Ya Rasülallah cennete girmekte geri kalan zat daha çok gayretli idi, sonra şehid oldu. Bununla beraber yatağında ölen ona tekaddüm etti, dediler. Rasûl-i Ekrem şu soruyu sordu;

 

"Yatağında vefat eden ötekinden bir sene fazla yaşamadı mı?"

 

Evet dediler.

 

"Ramazanı idrak ederek orucunu tutmadı mı?"

 

Evet dediler. Sonra;

 

"Bu adam bu kadar ibâdet etmedi mi?, şunu yapmadı mı, bunu yapmadı mı?" diye onun bütün amelini saydı ve orada bulunanlar hepsine de;

 

Evet cevabını verdiler.
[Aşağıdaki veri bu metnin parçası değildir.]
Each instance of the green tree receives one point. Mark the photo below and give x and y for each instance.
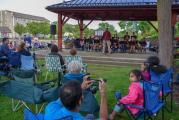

Bunun üzerine;

 

"O halde ikisinin arasındaki fark yerle gök arasındaki mesafe gibidir" buyurdular.[Ahmed b. Hanbel, I,  163.]

 

Bu hadisle "şehidin kabrinde görülen nur başlığı arasında bir münâsebet yokmuş gibi görünüyorsa da Avnu'l-Ma'bud müellifi Azimâbâdî bu hadisle bab başlığı arasında şöyle bir münâsebet kuruyor: "Şehidlerin kabri üstüne nur iner, fakat bu hadis-i. şerifte anlatılan şehidin kabrine inen nurun görülmediği gibi, bazı şehidlerin kabirlerine inen nur, herkes tarafından görülemez. Binaenaleyh Azimâbâdi'nin sözünden de anlaşılıyor ki şehidlerin kabrine nur iner ama her inen nurun her zaman ve herkes tara­fından görülmesi gerekmez.